EMA Head Comments on Agency Relocation to Amsterdam in Wake of Brexit
The European Medicines Agency (EMA) Executive Director Guido Rasi commented on the agency’s relocation of the EMA from London to Amsterdam, the Netherlands in the wake of the decision of the UK to exit the European Union (EU) (i.e., Brexit). In November 2017, the EU member states selected Amsterdam as the new host city of the EMA, which plans to take up operations by March 30, 2019, at the latest, which is in line with the UK’s withdrawal date from the EU.

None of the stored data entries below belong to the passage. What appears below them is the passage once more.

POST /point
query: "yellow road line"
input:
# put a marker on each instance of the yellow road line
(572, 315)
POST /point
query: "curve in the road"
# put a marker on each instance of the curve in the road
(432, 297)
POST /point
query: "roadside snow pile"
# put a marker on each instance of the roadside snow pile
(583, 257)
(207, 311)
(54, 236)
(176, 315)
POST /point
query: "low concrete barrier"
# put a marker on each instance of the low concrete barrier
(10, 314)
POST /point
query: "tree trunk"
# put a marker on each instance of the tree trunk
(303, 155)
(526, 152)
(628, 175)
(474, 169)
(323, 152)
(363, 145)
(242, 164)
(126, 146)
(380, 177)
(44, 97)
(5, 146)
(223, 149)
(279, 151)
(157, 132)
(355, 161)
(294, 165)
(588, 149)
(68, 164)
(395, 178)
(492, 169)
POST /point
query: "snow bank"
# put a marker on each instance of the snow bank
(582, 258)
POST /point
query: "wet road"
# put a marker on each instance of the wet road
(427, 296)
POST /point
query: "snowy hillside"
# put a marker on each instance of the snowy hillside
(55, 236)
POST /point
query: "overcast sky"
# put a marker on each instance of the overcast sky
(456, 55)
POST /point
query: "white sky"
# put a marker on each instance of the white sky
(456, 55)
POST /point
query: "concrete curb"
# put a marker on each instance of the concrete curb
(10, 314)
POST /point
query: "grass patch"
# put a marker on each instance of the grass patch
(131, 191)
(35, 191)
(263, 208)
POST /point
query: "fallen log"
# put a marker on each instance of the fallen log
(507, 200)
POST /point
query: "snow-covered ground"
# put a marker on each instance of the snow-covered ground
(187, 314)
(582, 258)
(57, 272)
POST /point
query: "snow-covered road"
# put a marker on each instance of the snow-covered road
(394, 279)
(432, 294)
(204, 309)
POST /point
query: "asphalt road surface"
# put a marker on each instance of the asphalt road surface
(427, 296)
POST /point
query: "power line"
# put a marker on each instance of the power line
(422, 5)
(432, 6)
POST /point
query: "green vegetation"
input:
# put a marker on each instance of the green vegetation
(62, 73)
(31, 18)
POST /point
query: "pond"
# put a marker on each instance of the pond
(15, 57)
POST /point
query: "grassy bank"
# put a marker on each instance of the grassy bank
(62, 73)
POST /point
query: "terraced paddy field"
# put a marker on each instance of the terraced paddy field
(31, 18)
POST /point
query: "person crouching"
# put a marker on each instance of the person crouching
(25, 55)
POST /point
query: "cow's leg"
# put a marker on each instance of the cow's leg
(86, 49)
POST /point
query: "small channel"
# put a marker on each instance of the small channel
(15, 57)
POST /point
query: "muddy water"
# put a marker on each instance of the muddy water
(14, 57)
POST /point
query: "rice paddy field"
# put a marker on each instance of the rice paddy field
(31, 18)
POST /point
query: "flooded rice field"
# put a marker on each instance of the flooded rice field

“…[T]he physical relocation of EMA to a new host country is the single biggest challenge EMA has ever had to deal with since its establishment,” said Rasi in an agency statement. “Moving a large organization such as EMA to a new location is a complex undertaking under any circumstances. It is made even more challenging by the ambitious timeline we are given: we will need to be based in Amsterdam from day one of Brexit, that is by 30 March 2019.”
He further outlined the logistical issues involved in the move. “[The] EMA’s final building in Amsterdam will not be ready by then [March 30, 2019], so we will need to first move to temporary premises in the city, and then to the final building,” Rasi said in his statement. “This double transfer will force us to invest more resources. It will prolong our ‘business continuity planning’ mode, which means that it will take us longer to go back to normal operations, where we can again carry out important public health activities beyond those imposed on us by legislation.”
Rasi said that the agency has worked with Dutch authorities to help ensure a seamless transition since November 2017. “During the past few weeks, we have had extensive discussions on the selection of a temporary building,” he said in his statement. “Both sides agreed that the initially proposed buildings were not fully fit for purpose, and that therefore, our Dutch partners had to find another option. This took longer than expected, but I am glad that we now found a solution. However, this is not an optimal solution.”
Rasi says the agency will only have half the space compared with its current premises in London. While the agency will also have to use external meeting facilities, it will still be able to host its core scientific meetings in the temporary building. This solution is expected to allow constructors to speed up the completion of the permanent building in Zuidas, Amsterdam. Zuidas is a business district in Amsterdam.
Rasi continued to stress the timeline for the agency’s new operations. “But, let us be clear, we are working against extremely tight deadlines,” he said. “On January 1, 2019 we need a fully operational building in order to move our staff gradually from London to Amsterdam before 30 March 2019, when the UK withdraws from the EU. That means that even if these temporary premises are not ideal, they are the best option under the current time restrictions.”